Cmd + Shift + T works repeatedly — not just once. Close five tabs by mistake? Press it five times. It restores them in reverse order, most-recently-closed first.


Summary

You don’t need to memorize all of these at once. Pick one section. Use those shortcuts for two days. Then pick another. The goal is muscle memory, not a quiz.

The five that will change your daily workflow fastest:

  • Cmd + , — settings in any app, instantly
  • Option + Delete — delete word-by-word, not character-by-character
  • Ctrl + Cmd + Shift + 4 — screenshot directly to clipboard, no Desktop file
  • Cmd + Shift + G in Finder — navigate to any path including hidden folders
  • Ctrl + Up — Mission Control, because spatial navigation beats clicking

Frequently Asked Questions

How do I see all available keyboard shortcuts on macOS?

Go to System Settings → Keyboard → Keyboard Shortcuts. Every default shortcut is listed there, organized by category. You can also customize or disable any of them from the same panel.

Can I create my own custom keyboard shortcuts for any app?

Yes. In System Settings → Keyboard → Keyboard Shortcuts → App Shortcuts, click the + button, choose an app (or “All Applications”), type the exact menu item name, and assign a key combination. This works for any menu item in any native Mac app.

Why does Cmd + Delete not always delete an entire line?

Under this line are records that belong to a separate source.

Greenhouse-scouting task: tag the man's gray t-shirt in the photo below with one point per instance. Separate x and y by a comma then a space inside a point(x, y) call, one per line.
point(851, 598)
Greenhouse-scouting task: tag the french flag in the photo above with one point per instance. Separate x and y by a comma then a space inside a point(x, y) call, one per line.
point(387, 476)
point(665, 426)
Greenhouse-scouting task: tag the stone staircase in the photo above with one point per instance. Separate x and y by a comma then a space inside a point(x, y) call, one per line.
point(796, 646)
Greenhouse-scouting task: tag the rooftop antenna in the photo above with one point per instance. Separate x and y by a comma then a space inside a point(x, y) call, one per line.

Cmd + Delete deletes from the cursor position to the beginning of the current line — not the whole line. If the cursor is already at the start of a line, it does nothing. To delete a full line in apps like VS Code, use Cmd + Shift + K instead.

What’s the difference between hiding an app and minimizing it?

Cmd + H hides the app — all its windows disappear instantly but the app stays active. Cmd + M minimizes only the current window to a thumbnail in the Dock. Hiding is faster to reverse (Cmd + Tab brings everything back at once); a minimized window requires clicking the Dock thumbnail specifically.

Do these shortcuts work on macOS Sonoma and Sequoia?

Yes. All shortcuts in this cheat sheet work on macOS Sonoma (14) and Sequoia (15). The Window Tiling section (Ctrl + Cmd + Arrow keys) requires Sequoia (15) or later — native window tiling was introduced in that release. On Sonoma and earlier, use a third-party tool like Magnet or Rectangle instead.